Gazetenin yayın hayatına başladığı günden beri Ankara Bürosu'nda çalışan sadece Yardagül Şimşek ile kendisinin kaldığını belirten Zeyrek 17 yılda gazeteden ayrılan ve kadroya dahil olan isimlerden de söz etti.
Deniz Zeyrek'in yazısı şu şekilde
...
"43 gün boyunca sürdürdüğümüz kapalı devre çalışma sırasında, İsmet Berkan ile Ankara Haber Müdürü Hakkı Erdem’in, Ankara bürosu için sıkı transferler yaptığını anladım. Tabiri caizse ‘deve dişi’ gibi gazetecilerle aynı büroyu paylaştığımı fark ettim. İstanbul’da da durum farklı değildi.

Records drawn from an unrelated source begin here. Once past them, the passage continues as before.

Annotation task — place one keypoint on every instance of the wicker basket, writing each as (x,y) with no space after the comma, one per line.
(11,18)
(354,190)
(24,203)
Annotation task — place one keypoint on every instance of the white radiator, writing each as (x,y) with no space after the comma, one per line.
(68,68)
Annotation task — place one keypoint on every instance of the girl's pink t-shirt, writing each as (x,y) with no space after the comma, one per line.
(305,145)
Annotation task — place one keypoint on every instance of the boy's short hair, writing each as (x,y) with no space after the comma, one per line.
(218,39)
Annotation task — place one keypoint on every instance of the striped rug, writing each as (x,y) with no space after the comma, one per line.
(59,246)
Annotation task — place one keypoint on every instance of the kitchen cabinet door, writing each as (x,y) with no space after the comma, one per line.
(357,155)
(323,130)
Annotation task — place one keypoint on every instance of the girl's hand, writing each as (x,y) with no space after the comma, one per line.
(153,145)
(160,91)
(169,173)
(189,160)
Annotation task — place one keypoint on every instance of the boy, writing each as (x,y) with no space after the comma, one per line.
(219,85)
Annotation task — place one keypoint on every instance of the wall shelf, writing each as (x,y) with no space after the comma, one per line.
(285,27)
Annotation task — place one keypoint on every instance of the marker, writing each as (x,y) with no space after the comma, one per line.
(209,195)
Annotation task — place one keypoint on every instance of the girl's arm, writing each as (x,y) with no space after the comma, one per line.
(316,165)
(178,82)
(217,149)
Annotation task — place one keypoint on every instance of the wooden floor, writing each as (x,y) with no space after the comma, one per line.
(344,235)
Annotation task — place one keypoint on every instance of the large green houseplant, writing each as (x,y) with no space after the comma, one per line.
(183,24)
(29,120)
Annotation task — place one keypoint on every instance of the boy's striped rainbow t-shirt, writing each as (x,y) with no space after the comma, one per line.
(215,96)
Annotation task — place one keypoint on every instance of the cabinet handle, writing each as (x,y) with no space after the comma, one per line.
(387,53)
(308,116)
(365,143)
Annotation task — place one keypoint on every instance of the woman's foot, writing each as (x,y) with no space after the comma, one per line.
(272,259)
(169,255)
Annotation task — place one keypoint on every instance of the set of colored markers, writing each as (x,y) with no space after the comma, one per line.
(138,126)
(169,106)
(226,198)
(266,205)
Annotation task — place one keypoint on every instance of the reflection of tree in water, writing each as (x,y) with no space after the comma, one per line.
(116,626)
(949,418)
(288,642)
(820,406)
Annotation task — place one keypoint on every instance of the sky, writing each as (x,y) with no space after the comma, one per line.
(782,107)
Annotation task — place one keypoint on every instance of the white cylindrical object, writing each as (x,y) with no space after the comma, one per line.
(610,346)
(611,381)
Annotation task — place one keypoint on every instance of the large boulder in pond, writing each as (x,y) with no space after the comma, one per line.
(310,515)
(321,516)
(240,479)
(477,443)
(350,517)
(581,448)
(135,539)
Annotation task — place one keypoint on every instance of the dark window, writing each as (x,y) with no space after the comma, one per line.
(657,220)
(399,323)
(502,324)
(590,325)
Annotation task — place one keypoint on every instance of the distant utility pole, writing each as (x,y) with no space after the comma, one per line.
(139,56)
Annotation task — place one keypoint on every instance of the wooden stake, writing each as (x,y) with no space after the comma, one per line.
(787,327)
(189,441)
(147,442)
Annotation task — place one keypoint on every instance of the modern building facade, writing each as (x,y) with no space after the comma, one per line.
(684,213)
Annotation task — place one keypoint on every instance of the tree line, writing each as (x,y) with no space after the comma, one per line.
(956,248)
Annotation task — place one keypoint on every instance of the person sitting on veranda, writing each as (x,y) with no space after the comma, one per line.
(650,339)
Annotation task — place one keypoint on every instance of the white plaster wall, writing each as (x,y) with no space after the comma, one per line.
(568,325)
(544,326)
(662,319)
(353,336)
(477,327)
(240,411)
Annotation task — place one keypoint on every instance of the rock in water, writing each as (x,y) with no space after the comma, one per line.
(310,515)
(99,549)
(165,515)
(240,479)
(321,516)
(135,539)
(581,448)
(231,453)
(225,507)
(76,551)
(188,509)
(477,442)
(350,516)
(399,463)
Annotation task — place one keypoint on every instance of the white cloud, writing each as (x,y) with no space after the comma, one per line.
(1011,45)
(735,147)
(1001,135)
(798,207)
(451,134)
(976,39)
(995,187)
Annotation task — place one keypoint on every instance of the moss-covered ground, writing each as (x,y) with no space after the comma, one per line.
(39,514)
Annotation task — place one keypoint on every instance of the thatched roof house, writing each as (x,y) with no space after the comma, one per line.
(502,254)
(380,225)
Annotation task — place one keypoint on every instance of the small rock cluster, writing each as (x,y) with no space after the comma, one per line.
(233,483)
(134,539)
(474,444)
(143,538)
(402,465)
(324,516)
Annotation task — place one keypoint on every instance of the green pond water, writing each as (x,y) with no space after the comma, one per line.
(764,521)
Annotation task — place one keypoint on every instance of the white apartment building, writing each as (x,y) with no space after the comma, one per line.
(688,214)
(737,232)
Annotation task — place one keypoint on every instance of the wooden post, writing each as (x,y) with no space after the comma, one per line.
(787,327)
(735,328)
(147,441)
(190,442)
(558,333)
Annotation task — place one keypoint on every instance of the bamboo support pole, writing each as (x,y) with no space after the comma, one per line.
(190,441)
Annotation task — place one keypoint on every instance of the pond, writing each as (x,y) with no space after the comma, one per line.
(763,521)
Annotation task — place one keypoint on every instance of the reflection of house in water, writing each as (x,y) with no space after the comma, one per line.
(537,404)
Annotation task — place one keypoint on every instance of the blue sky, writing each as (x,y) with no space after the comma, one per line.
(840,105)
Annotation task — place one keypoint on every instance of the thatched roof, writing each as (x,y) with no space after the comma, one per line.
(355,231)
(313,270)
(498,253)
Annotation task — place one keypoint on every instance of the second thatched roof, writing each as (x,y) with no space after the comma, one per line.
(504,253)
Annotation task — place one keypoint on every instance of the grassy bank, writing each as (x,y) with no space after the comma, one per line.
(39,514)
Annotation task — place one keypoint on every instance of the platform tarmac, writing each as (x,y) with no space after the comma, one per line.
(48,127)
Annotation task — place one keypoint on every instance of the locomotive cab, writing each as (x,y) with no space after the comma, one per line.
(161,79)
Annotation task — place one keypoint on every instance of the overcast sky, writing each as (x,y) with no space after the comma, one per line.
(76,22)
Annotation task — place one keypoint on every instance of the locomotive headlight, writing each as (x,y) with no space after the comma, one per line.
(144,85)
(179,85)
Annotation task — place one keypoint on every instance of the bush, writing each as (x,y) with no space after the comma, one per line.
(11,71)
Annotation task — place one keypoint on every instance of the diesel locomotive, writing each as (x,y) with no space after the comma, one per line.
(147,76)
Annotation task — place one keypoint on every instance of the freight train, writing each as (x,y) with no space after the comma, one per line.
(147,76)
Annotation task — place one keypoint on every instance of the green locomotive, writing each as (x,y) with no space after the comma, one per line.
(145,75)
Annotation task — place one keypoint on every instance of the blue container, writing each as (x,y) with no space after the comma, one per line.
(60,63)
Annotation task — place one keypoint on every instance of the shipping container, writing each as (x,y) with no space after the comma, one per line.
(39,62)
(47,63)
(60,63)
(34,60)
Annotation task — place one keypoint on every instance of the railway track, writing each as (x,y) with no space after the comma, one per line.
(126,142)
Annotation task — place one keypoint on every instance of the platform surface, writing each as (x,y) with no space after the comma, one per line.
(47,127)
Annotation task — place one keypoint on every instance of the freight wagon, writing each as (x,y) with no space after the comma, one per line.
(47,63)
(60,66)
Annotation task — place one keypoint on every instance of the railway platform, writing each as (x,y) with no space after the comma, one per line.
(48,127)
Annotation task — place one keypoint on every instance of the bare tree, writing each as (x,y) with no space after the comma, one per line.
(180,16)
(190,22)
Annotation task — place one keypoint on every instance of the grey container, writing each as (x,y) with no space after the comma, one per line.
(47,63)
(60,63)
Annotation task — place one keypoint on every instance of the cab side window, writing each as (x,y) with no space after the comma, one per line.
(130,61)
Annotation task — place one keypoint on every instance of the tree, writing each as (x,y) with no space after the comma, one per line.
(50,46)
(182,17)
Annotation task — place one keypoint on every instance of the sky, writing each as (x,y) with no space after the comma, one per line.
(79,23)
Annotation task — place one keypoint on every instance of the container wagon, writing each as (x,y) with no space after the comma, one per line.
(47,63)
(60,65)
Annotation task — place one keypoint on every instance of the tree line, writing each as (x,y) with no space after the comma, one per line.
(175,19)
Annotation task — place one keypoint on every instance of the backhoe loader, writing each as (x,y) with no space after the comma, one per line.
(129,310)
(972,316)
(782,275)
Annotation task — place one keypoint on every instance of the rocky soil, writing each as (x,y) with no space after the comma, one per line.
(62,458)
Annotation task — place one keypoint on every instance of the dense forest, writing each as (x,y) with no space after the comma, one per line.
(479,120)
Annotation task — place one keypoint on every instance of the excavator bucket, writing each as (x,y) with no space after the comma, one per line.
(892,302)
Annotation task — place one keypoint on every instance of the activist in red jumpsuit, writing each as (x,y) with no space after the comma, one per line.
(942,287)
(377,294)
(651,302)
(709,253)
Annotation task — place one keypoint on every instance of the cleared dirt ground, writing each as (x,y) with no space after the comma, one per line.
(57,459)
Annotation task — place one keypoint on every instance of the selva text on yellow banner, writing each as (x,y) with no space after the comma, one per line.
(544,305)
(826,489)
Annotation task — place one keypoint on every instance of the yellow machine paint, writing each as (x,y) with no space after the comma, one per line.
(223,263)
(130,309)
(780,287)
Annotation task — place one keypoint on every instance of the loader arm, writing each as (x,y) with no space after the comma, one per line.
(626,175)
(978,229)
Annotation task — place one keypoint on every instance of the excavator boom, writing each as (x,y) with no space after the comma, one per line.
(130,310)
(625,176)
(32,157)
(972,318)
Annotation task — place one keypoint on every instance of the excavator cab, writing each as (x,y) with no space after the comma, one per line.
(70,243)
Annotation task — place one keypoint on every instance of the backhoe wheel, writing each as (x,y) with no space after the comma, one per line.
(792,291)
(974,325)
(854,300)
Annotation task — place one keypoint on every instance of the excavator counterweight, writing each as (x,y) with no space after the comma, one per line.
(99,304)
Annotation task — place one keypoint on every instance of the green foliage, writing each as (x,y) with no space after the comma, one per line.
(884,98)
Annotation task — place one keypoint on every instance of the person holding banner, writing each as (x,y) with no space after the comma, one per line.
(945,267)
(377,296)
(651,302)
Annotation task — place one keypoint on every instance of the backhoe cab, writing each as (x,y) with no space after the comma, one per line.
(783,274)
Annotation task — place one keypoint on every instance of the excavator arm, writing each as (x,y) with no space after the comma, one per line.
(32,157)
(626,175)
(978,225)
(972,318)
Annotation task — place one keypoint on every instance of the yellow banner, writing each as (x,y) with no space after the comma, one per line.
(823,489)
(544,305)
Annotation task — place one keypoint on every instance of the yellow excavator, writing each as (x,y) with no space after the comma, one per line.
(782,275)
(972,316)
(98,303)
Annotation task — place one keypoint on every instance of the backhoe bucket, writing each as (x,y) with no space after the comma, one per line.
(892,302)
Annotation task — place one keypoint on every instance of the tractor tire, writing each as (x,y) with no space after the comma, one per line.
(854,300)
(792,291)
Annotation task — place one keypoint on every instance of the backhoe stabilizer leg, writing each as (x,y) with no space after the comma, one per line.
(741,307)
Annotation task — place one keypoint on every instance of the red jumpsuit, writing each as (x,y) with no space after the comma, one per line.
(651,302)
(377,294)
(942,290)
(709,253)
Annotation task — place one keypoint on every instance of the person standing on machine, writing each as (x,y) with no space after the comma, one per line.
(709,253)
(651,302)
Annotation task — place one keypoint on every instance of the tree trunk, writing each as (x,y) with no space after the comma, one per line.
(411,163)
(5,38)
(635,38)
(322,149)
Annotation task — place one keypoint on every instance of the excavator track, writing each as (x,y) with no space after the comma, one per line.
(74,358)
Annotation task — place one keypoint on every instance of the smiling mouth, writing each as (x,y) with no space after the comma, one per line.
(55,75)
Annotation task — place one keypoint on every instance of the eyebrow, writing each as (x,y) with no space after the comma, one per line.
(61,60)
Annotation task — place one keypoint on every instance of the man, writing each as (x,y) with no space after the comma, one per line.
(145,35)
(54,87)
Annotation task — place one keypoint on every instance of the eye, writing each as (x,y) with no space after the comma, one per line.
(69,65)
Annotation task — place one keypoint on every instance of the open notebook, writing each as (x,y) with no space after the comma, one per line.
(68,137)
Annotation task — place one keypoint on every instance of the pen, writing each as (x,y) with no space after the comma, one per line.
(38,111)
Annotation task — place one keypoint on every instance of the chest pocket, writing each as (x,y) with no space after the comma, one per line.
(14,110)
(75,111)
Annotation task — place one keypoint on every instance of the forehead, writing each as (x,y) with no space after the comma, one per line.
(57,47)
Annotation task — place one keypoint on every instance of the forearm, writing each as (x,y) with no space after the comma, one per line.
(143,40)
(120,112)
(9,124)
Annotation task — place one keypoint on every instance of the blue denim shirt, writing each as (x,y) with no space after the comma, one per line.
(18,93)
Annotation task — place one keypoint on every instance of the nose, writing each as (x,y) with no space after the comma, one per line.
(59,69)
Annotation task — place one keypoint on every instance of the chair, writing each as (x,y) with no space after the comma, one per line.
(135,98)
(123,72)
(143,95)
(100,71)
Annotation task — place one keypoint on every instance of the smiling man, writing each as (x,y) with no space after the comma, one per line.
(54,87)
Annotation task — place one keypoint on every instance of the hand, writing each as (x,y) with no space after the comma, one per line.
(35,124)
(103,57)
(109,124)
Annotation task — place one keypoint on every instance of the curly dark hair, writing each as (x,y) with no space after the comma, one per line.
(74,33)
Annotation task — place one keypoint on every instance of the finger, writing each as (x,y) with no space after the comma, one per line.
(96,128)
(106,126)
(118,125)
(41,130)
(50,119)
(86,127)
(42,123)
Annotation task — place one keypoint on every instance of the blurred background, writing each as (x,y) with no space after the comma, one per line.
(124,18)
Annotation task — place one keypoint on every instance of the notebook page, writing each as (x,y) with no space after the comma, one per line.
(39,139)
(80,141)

Türkiye’nin en iyi, en vicdanlı gazetecileri Radikal’de toplanmıştı. Bu durum müthiş bir haz verdi ama doğrusu yetersiz kalma kaygısıyla biraz da ürktüm.
Derken reklamlar dönmeye başladı. Halkın uzun süre ‘nedir ki’ diye sorarak izlediği ‘O bir Radikal’ sloganının çok iddialı olduğunu düşünsem de Radikal 13 Ekim 1996’da ilk sayısıyla okuyucuyla buluştuğu gün böyle olmadığına kanaat getirdim.
Birbirinden iddialı başlıklar, farklı bakış açıları, özgür çalışma ortamı kadar, Genel Yayın Yönetmeni Mehmet Y. Yılmaz’ın, benim gibi en tıfılından en deneyimlisine bütün muhabirlere gösterdiği ilgi ve itibar, müthiş bir motivasyon, cesaret ve özgüven kaynağı oluyordu.
Haliyle, Radikal’in 20. sayısının çıktığı gün olan 3 Kasım 1996’da Susurluk’ta yaşanan trafik kazasının üzerine üzerine gitmemiz zor olmadı. En büyük gazetecilik derslerini Susurluk kazasının ortaya çıkardığı devlet, mafya, siyaset ilişkisinin karanlık dehlizlerinde yolumuzu ararken aldım. Erbil Tüşalp’in “Elinde tek kare film var ve bu kazanın fotoğrafını çekeceksin, ne çekersin? Çantayı mı? Ölenleri mi? Arabayı mı?” sorusu hâlâ kulaklarımda.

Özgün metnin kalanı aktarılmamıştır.